I can't overstate the impact and importance of this piece. In one sense, it's an urgent invective on how systemic oppression has left Australian aboriginal communities grappling with social and economic injustice. There are sequences of pure rage when, for example, Pigram considers teen suicide rates and how the wait for change feels never-ending. But the piece is also a celebration of the strange phenomenon of "identity" itself, framed through the lens of multiculturalism. A racist report from 1928 on mixed-marriages between aboriginals and Asian migrants is juxtaposed with a beautiful montage of the people of Broome. A series of young and old faces are projected over the stage, reifying the region's unique history. The people seem to be captured apolitically, too busy being themselves to be indignant.
But the piece's chief emotional power comes from Pigram's dancing. She's a strong, utterly convincing performer. Her movement draws on Malaysian martial arts (Silat), gymnastics and traditional motifs (her background is Asian-Indigenous). While there are hints of narration and characterization in the actual steps (at one point, Pigram becomes a disoriented youth; at another, she seems to be dancing in a nightclub), the choreography is most effective in its abstract ability to express feeling. Pigram has an innate, physical understanding of contrast and conflict. There are flourishes of the acrobatic – but Pigram might be most compelling in her minutiae. She finds drama in the delicate, birdlike isolations of her neck and the jointed details of her robotic arm chops.
The starkness of desert and sea are conjured through the use of sound and light. A long vertical net suspends from the rafters and is used to delineate the empty space. Oceanic projections bubble and crest in the background as Pigram climbs to the net's top, as though surfacing from a dangerous dive. All this happens to an alternately haunting and heartening score by Sam Serruys and Stephen Pigram.
Some of the narrative vignettes are stronger than others. I was gripped by a sequence that unravelled under the heading "the time is now," in which Pigram compares socio-economic problems and systemic persecution of the past and present.
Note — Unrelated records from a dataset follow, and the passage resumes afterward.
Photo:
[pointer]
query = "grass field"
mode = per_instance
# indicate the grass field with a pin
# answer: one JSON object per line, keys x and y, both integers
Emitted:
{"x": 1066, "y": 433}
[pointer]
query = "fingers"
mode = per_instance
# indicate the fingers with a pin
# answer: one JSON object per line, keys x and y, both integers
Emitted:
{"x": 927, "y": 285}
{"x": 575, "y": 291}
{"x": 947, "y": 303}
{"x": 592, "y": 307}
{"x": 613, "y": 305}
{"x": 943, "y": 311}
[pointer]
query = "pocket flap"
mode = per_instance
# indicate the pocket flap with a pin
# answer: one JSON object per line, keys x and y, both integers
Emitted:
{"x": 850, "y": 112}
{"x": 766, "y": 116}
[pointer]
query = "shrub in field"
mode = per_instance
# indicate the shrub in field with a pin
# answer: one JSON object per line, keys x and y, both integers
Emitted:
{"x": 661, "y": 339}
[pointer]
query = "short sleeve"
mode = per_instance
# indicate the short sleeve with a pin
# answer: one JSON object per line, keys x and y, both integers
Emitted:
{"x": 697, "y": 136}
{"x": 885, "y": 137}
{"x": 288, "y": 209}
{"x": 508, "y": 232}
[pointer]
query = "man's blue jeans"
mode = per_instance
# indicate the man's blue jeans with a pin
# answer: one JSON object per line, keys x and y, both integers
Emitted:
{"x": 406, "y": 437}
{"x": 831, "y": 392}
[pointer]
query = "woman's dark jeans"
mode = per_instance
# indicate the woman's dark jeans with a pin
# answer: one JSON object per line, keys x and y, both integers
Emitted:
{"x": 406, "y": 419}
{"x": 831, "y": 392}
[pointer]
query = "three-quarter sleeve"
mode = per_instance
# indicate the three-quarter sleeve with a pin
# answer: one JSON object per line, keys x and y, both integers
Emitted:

In another, a diatribe on injustice and life's meaninglessness turns into a hilarious (but poignant) outburst of uncontrollable swearing. I was a little less clear on the point of a satirical flight-attendant-style speech and had trouble decoding the relevance of some images on film. But even when clarity wavered a little, the emotional coherence was sustained.
Gudirr Gudirr has toured throughout Australia and Europe, but its presentation at World Stage marks its North American premiere. The piece's relevance to Canadian audiences is obvious – it's impossible to watch and not consider how slowly and ineffectively change and justice are being granted to our First Nations communities at home.